Andy Stanley, leader of the multi-campus North Point Community Church in Alpharetta, Georgia, announced Tuesday that in-person services have been suspended until 2021 because he cannot guarantee the safety of members in the wake of increasing coronavirus infections.
“Based on the uptick in COVID-19 cases, the results of our attendee surveys and the experiences of churches that have already reopened we’ve decided to suspend in-person adult worship services for the remainder of the year,” Stanley announced on Facebook.
He explained that it was a difficult decision to make as the church was hoping to start gathering again on Aug. 9 but the pandemic disrupted that plan.
“Now as you would imagine, that was not a casual decision. In fact, back in May when we announced a possible August 9 reopening, the COVID numbers were actually moving in the right direction. That has changed. Consequently we cannot guarantee your safety and that’s a big part of this decision,” Stanley said. “Even if we did reopen, we certainly would not be able to create a quality adult or children’s worship experience with social distancing protocols in place.”
He noted that he is aware that some people may judge his faith for the decision of support him for it but explained that he studied the experience of comparable megachurches which tried to reopen in recent weeks.
“This is based on the experience of other similar-sized churches around the country that opened two or even three weeks ago. If we open and a volunteer, child, student or an adult who attends any of our environments tests positive after the fact, we are responsible for doing all the contract tracing. And that would be the right thing to do, that would be the responsible thing to do but that would be pretty much an impossible thing to do,” Stanley said.
“If you’ve been a part of any of our churches for any length of time, you can imagine how difficult, again next to impossible, that would be and honestly, that’s just one of several unforeseen factors that other churches are running into.
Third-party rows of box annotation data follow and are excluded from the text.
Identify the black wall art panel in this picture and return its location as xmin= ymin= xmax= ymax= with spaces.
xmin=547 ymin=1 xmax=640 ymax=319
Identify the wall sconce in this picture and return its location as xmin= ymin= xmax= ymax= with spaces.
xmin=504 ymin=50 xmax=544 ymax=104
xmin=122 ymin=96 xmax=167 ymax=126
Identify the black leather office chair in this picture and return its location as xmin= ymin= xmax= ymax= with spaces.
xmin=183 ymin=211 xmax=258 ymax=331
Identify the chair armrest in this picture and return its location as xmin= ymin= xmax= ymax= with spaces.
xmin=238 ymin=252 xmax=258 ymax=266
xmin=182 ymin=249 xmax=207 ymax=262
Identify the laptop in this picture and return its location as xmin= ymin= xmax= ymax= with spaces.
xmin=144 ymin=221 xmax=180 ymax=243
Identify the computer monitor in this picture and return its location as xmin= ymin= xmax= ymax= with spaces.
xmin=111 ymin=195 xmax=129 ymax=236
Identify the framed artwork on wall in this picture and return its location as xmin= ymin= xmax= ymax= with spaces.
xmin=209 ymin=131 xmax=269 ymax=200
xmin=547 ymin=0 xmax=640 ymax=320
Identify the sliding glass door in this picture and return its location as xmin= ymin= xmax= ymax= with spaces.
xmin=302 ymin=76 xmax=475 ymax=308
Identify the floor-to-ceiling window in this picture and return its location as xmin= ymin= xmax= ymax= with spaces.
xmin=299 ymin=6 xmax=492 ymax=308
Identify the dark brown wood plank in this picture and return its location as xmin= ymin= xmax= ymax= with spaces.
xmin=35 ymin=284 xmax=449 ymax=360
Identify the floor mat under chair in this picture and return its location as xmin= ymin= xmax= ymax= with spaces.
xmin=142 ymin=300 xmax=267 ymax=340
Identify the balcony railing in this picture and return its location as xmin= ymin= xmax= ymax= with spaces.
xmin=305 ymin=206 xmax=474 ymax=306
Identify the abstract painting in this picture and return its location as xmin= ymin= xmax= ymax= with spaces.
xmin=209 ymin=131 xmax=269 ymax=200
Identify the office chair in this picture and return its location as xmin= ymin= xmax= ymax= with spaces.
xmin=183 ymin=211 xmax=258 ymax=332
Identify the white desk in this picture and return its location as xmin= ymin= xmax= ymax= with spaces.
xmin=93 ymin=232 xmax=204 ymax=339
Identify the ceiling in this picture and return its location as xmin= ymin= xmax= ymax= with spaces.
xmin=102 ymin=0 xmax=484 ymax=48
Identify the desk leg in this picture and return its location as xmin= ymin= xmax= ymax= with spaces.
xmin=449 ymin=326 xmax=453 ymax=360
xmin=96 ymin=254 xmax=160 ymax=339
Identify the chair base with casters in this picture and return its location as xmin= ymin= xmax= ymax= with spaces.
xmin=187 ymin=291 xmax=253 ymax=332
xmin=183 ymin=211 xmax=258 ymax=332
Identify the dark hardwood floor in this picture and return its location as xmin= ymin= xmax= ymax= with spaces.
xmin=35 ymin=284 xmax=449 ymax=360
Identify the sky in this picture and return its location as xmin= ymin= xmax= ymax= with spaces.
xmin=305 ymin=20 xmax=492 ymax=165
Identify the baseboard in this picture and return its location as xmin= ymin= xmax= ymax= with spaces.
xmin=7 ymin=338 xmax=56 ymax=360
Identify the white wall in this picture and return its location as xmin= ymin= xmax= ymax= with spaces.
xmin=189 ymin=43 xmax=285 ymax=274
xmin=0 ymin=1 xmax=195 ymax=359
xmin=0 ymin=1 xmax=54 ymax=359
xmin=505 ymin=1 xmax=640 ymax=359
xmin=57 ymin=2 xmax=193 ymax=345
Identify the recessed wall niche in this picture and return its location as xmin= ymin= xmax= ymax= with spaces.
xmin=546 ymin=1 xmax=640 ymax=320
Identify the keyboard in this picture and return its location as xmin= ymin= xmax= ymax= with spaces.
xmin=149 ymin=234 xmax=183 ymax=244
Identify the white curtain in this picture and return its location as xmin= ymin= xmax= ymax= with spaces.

So the truth is, I actually have a lot of faith. I have so much faith that I’m absolutely confident that the Church and our local churches will not only survive this but I think ultimately we're going to thrive as a result.”
While seven weeks ago, there were no church leaders that indicated they would wait until 2021 to start in-person worship services in their buildings, the latest data from Barna’s Church Pulse survey shows that at least 5% of pastors are in line with Stanley’s decision. Around a quarter plan to open July-August and 21% plan to restart in-person services in September-December. Forty-nine percent of pastors said they were already conducting in-person services as of July 14.